About 98% of the cases of Acromegaly happen due to GH secreting adenoma of the anterior pituitary (a pea-sized endocrine gland at the base of the brain), that is usually benign. The tumour may secrete GH alone or GH and prolactin.

Excessive GH stimulates the production of insulin-like growth factor I (IGF-I) mainly in the liver, which in turn stimulates general tissue growth. This is referred to as GH/IGF-1 Axis. The other rare causes of Acromegaly are hypothalamic tumours, ectopic secretion from carcinoid tumours or non small-cell lung cancers, that release growth hormone-releasing hormone (GHRH) and cause secondary increase of GH.

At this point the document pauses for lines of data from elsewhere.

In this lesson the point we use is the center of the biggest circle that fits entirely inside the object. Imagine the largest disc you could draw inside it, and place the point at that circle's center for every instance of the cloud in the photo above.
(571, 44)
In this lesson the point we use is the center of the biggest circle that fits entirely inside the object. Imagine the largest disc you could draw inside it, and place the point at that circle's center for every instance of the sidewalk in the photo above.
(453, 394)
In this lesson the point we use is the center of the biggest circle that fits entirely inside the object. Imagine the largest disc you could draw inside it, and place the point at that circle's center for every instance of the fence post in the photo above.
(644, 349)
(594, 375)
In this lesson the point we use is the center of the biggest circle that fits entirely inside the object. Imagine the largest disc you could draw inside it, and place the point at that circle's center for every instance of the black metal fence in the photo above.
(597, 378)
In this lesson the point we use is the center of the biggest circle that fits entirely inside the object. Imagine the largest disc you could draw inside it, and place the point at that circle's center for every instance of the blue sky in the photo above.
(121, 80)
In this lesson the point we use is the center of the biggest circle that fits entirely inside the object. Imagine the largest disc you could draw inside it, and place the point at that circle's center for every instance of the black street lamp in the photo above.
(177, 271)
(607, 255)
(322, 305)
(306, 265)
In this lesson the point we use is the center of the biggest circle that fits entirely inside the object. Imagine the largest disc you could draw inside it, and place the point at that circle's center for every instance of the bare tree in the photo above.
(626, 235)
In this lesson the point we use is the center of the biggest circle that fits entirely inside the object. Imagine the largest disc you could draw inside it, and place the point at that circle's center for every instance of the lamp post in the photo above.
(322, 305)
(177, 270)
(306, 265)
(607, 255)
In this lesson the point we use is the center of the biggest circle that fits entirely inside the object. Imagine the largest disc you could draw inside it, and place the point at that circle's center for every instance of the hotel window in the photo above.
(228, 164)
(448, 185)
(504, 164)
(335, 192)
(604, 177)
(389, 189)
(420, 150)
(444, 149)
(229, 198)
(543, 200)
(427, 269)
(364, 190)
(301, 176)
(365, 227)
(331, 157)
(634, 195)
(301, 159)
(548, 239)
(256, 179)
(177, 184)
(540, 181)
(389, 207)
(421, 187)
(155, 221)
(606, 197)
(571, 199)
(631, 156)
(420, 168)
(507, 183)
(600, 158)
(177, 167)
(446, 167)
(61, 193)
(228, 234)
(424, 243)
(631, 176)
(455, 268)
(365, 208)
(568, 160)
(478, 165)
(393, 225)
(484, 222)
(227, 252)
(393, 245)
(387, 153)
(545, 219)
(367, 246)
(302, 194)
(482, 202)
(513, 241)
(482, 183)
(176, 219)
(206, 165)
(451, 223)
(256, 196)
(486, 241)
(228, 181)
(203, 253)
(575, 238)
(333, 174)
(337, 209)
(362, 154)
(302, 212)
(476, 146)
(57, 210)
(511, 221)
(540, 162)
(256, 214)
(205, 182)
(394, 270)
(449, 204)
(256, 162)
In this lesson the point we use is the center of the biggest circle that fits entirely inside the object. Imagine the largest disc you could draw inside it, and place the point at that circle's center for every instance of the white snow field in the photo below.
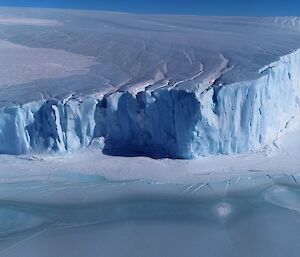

The symptoms of Acromegaly include skeletal and soft tissue growth and deformities, cardiac, respiratory, neuromuscular, endocrine and metabolic complications due to the effect of the GH and IGF-1 on various tissues.

Acromegaly patients may have facial changes such as large lips, nose and tongue, frontal bossing of the skull, prognathism (protrusion of the lower jaw), teeth separation. As a result of excessive bone and soft tissue growth in extremities, requirement for increased shoe and ring size may become necessary. This may be accompanied by increased sweating, heat intolerance, oiliness of the skin, fatigue and weight gain.

Arthritis due to bone growth, skin thickening in the face and hands, sleep apnea due to large tongue and soft tissue growth in the airway which may sometimes complicate endotracheal intubation during medical procedures when the patient cannot breathe on their own.

The diagnosis of Acromegaly may be delayed by at least ten years due to insidious onset and the slow progression of the signs of Acromegaly. Mean age at diagnosis is 40-45 years. At the time of diagnosis, about 75% of the patients have macro-adenoma (tumour size over 1 cm) of pituitary.

The best single test is the measurement of IGF-1, because of its long half life and stable serum levels as compared to GH. GH levels may also be measured.